Strategy 2: Find Communities Where Your Customers Hang Out
- Reddit: Find 3 subreddits where your target customer discusses their pain
- Slack/Discord: Join industry-specific communities and participate genuinely
- LinkedIn: Post content about the problem, not your solution
- IndieHackers: Share your build journey (founders support founders)
- Twitter/X: Build in public — document what you're building and why
Spend 30 minutes a day answering questions in 2–3 communities before you even mention your product. Build credibility first, then share what you're building.

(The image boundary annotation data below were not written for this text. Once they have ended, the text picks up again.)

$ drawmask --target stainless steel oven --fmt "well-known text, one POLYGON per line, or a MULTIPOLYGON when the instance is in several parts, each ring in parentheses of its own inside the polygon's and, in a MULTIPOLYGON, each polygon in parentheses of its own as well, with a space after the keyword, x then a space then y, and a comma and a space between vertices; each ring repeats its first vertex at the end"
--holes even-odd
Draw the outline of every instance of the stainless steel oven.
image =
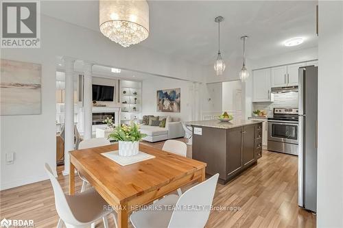
POLYGON ((274 108, 273 114, 268 118, 268 151, 297 155, 298 109, 274 108))
POLYGON ((268 140, 298 144, 298 127, 295 121, 268 121, 268 140))

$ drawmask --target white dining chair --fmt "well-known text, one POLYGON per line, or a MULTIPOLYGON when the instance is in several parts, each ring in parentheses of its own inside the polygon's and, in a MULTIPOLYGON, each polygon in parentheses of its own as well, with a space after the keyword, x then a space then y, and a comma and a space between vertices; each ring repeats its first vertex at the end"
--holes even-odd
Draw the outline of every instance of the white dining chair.
POLYGON ((134 228, 203 228, 209 219, 218 177, 219 174, 215 174, 181 197, 166 196, 150 207, 156 210, 132 214, 131 223, 134 228))
MULTIPOLYGON (((93 138, 88 140, 84 140, 83 141, 80 142, 78 149, 88 149, 102 146, 110 145, 110 140, 105 138, 93 138)), ((87 188, 87 185, 89 183, 89 181, 87 181, 86 177, 83 176, 80 172, 78 170, 78 174, 82 180, 82 186, 81 187, 81 192, 86 190, 87 188)))
MULTIPOLYGON (((163 151, 175 153, 182 157, 186 157, 187 155, 187 145, 181 141, 169 140, 165 142, 163 151)), ((182 194, 181 188, 178 188, 178 194, 179 196, 182 194)))
POLYGON ((107 215, 112 214, 117 227, 116 214, 94 189, 91 188, 75 195, 64 194, 60 183, 54 176, 51 168, 44 166, 51 181, 55 196, 55 205, 60 220, 58 228, 63 223, 67 228, 86 228, 102 218, 105 228, 108 227, 107 215))

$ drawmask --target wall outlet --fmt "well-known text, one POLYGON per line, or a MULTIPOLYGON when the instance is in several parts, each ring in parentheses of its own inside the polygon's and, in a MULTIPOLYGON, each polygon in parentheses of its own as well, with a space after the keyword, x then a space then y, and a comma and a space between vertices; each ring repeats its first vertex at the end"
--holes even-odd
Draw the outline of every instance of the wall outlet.
POLYGON ((14 163, 14 152, 7 153, 5 157, 7 164, 12 164, 14 163))

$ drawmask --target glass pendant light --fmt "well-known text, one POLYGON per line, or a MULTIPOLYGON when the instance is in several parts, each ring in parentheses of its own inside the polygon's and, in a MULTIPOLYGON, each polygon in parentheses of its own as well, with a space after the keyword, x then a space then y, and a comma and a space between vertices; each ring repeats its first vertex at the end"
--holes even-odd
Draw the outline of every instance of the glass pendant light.
POLYGON ((243 40, 243 66, 239 72, 239 79, 241 81, 245 81, 249 77, 249 72, 246 67, 246 39, 248 38, 247 36, 241 37, 243 40))
POLYGON ((225 64, 224 63, 222 55, 220 55, 220 23, 224 21, 224 17, 217 16, 215 21, 218 23, 218 55, 214 64, 214 69, 217 75, 222 75, 225 70, 225 64))

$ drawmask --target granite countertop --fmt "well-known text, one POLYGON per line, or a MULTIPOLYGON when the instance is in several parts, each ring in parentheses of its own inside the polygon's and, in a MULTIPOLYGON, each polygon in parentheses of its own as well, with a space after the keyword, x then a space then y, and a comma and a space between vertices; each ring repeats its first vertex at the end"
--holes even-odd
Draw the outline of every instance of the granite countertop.
POLYGON ((262 121, 250 121, 250 120, 232 120, 230 122, 222 122, 218 120, 189 121, 185 123, 193 126, 208 127, 221 129, 230 129, 246 125, 253 125, 255 123, 262 123, 262 121))
POLYGON ((248 118, 250 120, 250 119, 252 119, 252 118, 261 118, 261 119, 268 119, 268 116, 251 116, 251 117, 248 117, 248 118))

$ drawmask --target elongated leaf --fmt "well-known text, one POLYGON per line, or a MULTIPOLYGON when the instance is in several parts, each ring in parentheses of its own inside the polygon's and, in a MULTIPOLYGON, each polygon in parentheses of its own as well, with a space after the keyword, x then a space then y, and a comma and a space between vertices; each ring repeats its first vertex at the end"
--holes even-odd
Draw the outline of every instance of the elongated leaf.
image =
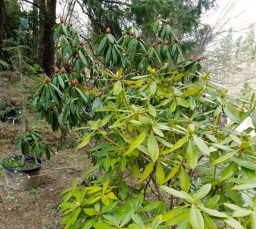
POLYGON ((170 149, 163 151, 163 154, 166 155, 166 154, 170 153, 171 152, 179 148, 187 141, 187 140, 188 140, 187 137, 185 137, 179 139, 170 149))
POLYGON ((163 189, 164 191, 168 192, 169 194, 174 195, 174 197, 183 199, 192 199, 192 197, 187 192, 185 192, 183 191, 177 191, 175 189, 167 186, 161 186, 161 188, 163 189))
POLYGON ((186 156, 188 163, 192 169, 196 168, 197 165, 197 152, 195 146, 194 145, 192 141, 189 141, 187 150, 186 150, 186 156))
POLYGON ((146 137, 147 135, 147 131, 143 132, 140 135, 136 136, 134 141, 133 141, 132 143, 130 145, 130 147, 129 148, 128 150, 125 153, 125 155, 129 155, 139 145, 141 144, 141 143, 144 141, 145 138, 146 137))
POLYGON ((194 144, 198 147, 198 148, 200 150, 201 152, 206 156, 210 155, 210 150, 206 144, 203 142, 203 141, 198 137, 196 135, 193 136, 193 141, 194 142, 194 144))
POLYGON ((234 156, 237 152, 237 151, 233 151, 233 152, 229 152, 229 153, 228 153, 228 154, 226 154, 223 156, 221 156, 221 157, 219 157, 217 160, 213 161, 212 163, 212 165, 214 166, 214 165, 220 163, 223 161, 225 161, 226 160, 228 159, 231 157, 234 156))
POLYGON ((88 144, 89 141, 91 140, 91 137, 94 135, 94 132, 92 132, 87 135, 84 136, 84 138, 82 139, 82 142, 78 145, 78 146, 76 148, 75 150, 78 150, 88 144))
POLYGON ((201 209, 203 211, 204 211, 205 212, 206 212, 207 214, 212 217, 219 217, 219 218, 228 218, 228 215, 226 215, 225 213, 218 212, 216 210, 210 209, 207 208, 203 208, 203 207, 200 207, 200 209, 201 209))
POLYGON ((121 92, 121 90, 122 90, 122 83, 120 81, 118 81, 113 85, 113 94, 117 95, 121 92))
POLYGON ((205 184, 201 187, 195 195, 196 199, 201 199, 205 197, 210 191, 212 186, 210 183, 205 184))
POLYGON ((194 205, 190 208, 190 223, 194 229, 203 229, 204 221, 200 211, 194 205))
POLYGON ((154 163, 153 161, 150 162, 146 166, 144 171, 140 175, 140 179, 138 181, 138 183, 141 183, 144 181, 148 177, 151 172, 153 171, 154 166, 154 163))
POLYGON ((147 150, 149 156, 154 162, 156 162, 159 155, 159 147, 156 137, 152 133, 147 140, 147 150))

Strategy 3: Cold Outreach (Done Right)
Most founders do cold outreach wrong: they pitch immediately. The right approach is to lead with value. Find 20 potential customers on LinkedIn, read their recent posts, and send a message referencing something specific about them. Then ask one question about their problem. Response rates jump from 2% to 20% with this approach.
Cold DM Template That Works
Hey [Name] — I saw your post about [specific problem]. I'm building a tool that helps [target customer] with exactly this. Would you be open to a 15-minute call? No pitch — I want to understand the problem better before I show you what I'm building.
Strategy 4: Launch on ProductHunt
ProductHunt gives you a burst of early adopters who love trying new tools. A good launch (top 5 of the day) can bring 500–2,000 visitors and 20–100 signups. You need to prepare for 2 weeks: gather upvotes in advance, write a compelling tagline, and post at midnight PST on a Tuesday or Wednesday.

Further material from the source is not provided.